The Seafood India Has Loved for Generations Is Now Being Seen as a Climate-Friendly Protein
At low tide, women in Goa’s coastal villages step into riverbeds with simple scraping tools, looking for clams hidden beneath the mud.
By evening, the day’s catch may be cleaned, cooked into curry, tossed with spices, or shared as part of a family meal. Across Goa, Kerala, coastal Karnataka, the Konkan coast and Bengal, this has been a familiar rhythm for generations.
For these communities, clams have long been everyday food, shaped by tides, seasons and local kitchens.
Today, that old coastal habit is being seen in a new light.
As the world searches for protein that is lighter on the planet, clams are drawing attention for a simple reason: they ask for very little to grow.

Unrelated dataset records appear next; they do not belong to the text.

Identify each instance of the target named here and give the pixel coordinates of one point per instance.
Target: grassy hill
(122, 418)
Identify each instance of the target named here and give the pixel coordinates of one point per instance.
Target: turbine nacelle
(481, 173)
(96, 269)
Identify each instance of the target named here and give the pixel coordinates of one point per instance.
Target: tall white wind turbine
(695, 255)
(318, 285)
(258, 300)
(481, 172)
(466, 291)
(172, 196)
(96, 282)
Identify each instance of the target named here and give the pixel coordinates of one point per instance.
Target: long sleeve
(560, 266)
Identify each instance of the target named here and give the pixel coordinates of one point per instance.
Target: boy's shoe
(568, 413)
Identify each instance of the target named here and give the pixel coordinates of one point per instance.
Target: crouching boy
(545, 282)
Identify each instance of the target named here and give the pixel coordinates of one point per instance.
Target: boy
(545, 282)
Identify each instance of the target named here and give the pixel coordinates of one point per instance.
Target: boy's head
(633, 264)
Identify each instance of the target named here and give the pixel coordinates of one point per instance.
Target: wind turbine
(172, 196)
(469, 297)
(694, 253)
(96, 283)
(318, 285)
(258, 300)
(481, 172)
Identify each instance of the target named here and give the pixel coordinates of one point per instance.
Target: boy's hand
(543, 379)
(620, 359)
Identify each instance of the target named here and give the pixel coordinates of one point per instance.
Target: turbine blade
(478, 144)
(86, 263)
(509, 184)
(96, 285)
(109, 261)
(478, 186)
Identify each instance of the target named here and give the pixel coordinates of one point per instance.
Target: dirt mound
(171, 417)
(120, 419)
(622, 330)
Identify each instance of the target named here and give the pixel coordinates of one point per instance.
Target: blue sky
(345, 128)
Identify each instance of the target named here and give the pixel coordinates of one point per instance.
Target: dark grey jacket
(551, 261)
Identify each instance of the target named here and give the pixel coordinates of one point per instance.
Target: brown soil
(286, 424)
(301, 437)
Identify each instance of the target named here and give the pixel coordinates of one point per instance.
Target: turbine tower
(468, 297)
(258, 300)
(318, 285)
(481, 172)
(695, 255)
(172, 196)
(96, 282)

They need no feed, and their environmental impact is far lower than that of many animal proteins.
In India’s coastal kitchens, a possible climate lesson has been sitting on the plate for generations.
The seafood that needs almost nothing to grow
Global food production contributes roughly 35% of human-caused greenhouse gas emissions.
Animal-based foods dominate that footprint, despite providing only about 20% of the world’s calories. For consumers trying to balance nutrition with climate concerns, protein becomes the hardest variable to solve.
This is where clams stand apart.
Unlike most farmed seafood or livestock, clams do not need feed.
They survive by filtering naturally occurring phytoplankton from water. There is no cultivation of soy or fishmeal, no transport of........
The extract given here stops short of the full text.